L’appelante, qui n’a indiqué aucun motif sur le montant retenu pour le loyer initial, n’a pas satisfait aux critères légaux susmentionnés et ne permet pas au locataire de connaître les principes fondant le montant litigieux. La seule indication du loyer précédent, en l’occurrence en vigueur depuis le 1er juin 2006, ne permet pas de déceler les bases sur lesquelles le loyer initial a été fixé ; le locataire n’est donc pas informé sur les critères qui ont conduit au montant du loyer initial, faisant que le but de la disposition n’était pas atteint. Les premiers juges n’ont donc pas violé la loi en estimant que, faute de motivation, il en découlait la nullité du loyer initial (cf. également BOHNET/MONTINI, Droit du bail à loyer, éd. 2010, p. 958 no 59 et p. 967 no 81, ad art. 270 CO).

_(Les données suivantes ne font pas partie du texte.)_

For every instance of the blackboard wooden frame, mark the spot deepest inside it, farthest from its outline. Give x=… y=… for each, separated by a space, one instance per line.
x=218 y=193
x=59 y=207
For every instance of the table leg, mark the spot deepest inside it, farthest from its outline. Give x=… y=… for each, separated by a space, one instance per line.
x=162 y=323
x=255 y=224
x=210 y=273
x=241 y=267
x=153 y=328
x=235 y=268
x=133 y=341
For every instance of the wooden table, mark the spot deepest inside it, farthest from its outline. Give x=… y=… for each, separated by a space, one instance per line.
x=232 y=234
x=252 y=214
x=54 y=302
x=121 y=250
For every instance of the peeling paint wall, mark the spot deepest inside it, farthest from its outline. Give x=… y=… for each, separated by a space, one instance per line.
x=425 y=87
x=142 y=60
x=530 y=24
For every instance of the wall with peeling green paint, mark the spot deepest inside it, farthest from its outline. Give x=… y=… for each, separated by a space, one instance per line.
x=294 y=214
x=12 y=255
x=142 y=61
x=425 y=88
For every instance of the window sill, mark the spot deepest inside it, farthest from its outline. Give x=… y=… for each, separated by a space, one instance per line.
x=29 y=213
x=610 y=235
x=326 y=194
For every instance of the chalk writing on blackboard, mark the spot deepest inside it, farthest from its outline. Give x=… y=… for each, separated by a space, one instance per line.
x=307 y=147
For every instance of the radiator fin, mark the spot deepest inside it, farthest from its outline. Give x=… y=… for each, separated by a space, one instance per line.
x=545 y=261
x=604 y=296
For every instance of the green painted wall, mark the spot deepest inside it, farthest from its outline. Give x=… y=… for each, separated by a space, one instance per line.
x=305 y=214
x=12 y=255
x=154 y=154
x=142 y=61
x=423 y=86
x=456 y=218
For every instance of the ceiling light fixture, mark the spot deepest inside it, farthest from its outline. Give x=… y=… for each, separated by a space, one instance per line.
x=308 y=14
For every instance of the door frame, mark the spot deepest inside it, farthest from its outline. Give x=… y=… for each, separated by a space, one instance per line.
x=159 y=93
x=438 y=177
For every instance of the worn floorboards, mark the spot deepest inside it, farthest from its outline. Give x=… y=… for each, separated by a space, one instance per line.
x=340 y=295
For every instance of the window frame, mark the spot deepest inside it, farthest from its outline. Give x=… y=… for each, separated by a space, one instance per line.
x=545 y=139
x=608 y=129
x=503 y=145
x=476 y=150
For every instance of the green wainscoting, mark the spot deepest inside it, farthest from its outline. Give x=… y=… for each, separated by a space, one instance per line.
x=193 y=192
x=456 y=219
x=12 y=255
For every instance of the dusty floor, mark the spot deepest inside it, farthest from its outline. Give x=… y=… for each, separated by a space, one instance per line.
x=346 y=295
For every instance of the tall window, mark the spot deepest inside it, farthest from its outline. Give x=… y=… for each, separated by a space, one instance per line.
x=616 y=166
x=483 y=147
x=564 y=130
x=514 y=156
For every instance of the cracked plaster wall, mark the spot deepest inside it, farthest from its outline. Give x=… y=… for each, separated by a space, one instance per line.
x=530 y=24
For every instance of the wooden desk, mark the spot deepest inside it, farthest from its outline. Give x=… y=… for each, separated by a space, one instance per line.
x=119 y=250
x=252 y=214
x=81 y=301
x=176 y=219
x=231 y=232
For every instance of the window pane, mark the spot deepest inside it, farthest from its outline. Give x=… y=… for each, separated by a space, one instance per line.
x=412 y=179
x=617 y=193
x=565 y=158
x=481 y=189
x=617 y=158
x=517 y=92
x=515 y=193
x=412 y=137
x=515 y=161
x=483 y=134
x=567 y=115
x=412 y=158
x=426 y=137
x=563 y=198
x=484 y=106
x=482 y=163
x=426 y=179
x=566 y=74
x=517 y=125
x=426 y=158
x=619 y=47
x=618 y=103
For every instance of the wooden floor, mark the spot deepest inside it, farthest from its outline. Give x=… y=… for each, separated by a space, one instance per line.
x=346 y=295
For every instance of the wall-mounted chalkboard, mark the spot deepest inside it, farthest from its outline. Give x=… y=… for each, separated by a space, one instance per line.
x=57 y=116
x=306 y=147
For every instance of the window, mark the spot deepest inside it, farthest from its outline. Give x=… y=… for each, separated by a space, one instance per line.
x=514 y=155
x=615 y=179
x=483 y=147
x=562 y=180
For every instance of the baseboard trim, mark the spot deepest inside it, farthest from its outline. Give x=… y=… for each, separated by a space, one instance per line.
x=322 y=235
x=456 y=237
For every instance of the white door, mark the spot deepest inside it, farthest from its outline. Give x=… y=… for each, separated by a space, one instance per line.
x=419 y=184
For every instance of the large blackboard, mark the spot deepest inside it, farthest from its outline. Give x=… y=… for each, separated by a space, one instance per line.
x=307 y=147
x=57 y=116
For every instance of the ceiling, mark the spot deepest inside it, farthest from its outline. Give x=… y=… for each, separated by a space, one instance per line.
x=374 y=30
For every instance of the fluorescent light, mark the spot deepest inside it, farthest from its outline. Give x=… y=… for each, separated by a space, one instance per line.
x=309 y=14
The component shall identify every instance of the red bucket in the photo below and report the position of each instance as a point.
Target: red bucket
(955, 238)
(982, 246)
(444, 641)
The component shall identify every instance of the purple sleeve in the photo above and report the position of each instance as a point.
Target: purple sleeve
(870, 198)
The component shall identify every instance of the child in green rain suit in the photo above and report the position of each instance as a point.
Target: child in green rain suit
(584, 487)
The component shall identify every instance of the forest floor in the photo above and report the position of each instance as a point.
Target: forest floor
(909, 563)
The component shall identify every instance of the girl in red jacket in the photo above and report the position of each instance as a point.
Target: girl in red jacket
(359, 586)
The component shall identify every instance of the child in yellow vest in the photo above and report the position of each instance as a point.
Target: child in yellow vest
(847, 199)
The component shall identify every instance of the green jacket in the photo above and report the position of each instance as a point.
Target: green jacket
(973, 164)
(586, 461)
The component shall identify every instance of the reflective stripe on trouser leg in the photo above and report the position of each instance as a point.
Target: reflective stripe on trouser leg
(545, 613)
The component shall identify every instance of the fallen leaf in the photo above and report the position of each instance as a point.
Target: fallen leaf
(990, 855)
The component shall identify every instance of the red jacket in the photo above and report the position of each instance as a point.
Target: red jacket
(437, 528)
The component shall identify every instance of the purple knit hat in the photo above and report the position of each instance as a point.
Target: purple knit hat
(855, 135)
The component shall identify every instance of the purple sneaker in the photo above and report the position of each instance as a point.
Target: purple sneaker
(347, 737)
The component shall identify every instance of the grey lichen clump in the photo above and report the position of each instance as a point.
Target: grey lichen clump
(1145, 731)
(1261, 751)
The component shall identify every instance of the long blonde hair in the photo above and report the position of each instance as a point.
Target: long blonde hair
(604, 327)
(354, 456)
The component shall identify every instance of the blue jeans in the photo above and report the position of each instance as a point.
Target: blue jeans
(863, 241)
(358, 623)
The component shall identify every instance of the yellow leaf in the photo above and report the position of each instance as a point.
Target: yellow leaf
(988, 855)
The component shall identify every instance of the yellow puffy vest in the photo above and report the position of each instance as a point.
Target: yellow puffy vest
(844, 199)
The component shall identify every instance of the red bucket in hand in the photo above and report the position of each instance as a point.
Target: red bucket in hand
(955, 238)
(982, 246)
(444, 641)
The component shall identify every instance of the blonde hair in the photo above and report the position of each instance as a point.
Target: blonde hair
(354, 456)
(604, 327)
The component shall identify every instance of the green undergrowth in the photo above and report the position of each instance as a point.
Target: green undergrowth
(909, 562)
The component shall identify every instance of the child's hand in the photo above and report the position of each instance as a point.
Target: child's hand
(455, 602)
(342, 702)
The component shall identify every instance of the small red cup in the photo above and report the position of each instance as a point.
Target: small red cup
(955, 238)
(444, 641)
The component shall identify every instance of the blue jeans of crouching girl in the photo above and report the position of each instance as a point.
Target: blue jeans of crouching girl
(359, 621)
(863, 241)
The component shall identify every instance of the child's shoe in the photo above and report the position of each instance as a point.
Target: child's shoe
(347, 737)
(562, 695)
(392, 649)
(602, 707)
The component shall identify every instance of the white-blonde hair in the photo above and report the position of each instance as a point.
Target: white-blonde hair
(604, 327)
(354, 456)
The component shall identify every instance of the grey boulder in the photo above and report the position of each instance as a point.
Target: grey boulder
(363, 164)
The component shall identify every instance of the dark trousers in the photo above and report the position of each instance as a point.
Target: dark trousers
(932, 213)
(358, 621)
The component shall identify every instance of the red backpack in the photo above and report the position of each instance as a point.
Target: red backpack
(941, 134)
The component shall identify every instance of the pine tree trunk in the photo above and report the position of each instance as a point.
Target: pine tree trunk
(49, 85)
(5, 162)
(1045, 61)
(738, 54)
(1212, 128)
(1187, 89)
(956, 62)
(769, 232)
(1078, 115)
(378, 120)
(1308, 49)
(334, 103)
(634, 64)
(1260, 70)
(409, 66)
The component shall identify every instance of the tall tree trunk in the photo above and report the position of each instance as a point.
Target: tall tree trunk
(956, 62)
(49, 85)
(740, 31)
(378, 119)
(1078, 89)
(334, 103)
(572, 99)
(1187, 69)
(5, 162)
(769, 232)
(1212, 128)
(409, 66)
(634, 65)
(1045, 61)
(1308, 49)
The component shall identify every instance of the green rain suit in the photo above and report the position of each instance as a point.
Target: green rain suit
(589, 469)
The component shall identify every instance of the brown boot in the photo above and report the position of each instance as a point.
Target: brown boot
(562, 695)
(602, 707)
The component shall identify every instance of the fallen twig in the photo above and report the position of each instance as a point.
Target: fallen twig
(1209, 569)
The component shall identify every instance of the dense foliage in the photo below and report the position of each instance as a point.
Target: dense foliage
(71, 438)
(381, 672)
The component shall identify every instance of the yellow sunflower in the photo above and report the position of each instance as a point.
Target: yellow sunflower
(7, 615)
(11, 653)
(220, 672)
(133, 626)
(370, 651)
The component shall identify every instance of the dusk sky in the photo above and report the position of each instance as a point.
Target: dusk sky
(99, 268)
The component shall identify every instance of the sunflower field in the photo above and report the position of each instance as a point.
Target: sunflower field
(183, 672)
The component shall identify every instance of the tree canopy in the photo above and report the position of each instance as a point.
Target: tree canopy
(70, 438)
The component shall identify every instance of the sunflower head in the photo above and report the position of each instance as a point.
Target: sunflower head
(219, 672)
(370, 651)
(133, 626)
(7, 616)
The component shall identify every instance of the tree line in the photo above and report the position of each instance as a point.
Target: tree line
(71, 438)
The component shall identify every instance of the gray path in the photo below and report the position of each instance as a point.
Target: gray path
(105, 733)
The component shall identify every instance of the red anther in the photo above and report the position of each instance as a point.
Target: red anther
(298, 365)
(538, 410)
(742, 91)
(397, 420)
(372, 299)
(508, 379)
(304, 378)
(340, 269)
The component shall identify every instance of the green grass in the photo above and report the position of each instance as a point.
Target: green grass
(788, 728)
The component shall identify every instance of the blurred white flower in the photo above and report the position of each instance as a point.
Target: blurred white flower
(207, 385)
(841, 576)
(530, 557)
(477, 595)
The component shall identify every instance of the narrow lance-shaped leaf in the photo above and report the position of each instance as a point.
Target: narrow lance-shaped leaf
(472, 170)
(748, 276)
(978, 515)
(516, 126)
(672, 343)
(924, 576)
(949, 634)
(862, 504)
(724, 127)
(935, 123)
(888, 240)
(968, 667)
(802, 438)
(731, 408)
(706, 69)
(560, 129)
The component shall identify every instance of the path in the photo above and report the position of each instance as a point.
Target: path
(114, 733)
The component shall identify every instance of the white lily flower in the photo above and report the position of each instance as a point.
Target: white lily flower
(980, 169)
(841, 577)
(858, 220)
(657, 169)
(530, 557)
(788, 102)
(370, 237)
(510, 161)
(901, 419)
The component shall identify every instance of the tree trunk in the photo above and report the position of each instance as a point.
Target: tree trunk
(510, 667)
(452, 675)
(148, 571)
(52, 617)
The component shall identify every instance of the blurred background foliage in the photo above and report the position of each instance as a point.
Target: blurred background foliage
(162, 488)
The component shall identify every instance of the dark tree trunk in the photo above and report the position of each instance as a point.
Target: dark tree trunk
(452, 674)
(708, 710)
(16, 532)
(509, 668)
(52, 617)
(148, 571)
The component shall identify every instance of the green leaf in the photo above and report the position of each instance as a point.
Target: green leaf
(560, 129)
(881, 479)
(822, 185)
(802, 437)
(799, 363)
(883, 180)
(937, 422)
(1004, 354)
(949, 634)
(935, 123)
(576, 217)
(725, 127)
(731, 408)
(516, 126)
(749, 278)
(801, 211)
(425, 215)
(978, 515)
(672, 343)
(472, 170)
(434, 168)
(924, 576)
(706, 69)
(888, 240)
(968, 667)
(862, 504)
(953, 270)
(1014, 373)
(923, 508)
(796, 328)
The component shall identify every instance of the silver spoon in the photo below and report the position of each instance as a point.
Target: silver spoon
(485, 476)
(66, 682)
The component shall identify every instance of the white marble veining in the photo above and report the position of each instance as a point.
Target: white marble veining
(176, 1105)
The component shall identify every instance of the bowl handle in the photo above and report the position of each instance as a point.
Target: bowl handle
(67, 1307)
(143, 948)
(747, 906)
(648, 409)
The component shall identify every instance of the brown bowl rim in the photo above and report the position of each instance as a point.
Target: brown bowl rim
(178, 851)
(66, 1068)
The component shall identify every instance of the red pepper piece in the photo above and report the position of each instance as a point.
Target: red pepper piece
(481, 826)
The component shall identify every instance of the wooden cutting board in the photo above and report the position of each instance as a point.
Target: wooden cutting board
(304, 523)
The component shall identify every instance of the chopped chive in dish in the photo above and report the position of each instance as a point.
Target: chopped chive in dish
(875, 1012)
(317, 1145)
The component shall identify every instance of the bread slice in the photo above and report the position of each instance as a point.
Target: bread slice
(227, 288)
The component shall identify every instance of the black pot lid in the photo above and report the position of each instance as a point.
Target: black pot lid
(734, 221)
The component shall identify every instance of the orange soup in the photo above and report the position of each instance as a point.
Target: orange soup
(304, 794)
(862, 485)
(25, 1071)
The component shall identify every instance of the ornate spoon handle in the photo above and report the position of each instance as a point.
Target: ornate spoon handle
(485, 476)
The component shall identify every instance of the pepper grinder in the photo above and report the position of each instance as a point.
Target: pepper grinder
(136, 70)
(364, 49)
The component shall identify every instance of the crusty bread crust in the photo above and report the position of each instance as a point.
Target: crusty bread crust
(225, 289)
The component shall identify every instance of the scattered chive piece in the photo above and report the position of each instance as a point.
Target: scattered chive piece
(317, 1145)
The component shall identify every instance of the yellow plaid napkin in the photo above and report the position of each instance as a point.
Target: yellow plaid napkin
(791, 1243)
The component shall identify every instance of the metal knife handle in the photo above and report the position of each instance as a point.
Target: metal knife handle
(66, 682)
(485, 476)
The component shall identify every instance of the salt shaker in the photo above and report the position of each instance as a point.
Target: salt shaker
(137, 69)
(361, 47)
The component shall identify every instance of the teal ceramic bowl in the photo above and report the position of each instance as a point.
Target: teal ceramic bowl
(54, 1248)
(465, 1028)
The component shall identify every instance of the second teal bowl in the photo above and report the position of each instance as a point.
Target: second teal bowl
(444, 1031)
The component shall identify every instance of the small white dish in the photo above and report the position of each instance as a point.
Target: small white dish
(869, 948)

c. Dans la présente cause, la bailleresse ne fait pas état d’un quelconque abus de droit que commettraient les locataires à l’occasion de leur contestation du loyer initial, ni devant les premiers juges, ni devant la Cour de céans qui, pour sa part, ne discerne aucun abus de droit en l’espèce, contrairement aux principes posés par la Cour de céans dans l’arrêt no 565 du 13.05.2002. Au surplus, il sera rappelé que dans une jurisprudence postérieure, le Tribunal fédéral a observé que le fait de payer sans discuter pendant une vingtaine de mois un loyer surévalué par rapport aux critères contenus aux art. 269 ss CO et de s’inquiéter de cette situation à l’occasion d’un avis d’augmentation ne saurait, à lui seul, faire admettre que les locataires commettent un abus de droit en invoquant la nullité de la fixation du loyer initial (SJ 2006, p. 20, cons. 3.2). C’est donc à bon droit que le Tribunal n’a pas fait application de l’art. 2 al. CC, d’autant que l’abus de droit doit être manifeste pour être retenu.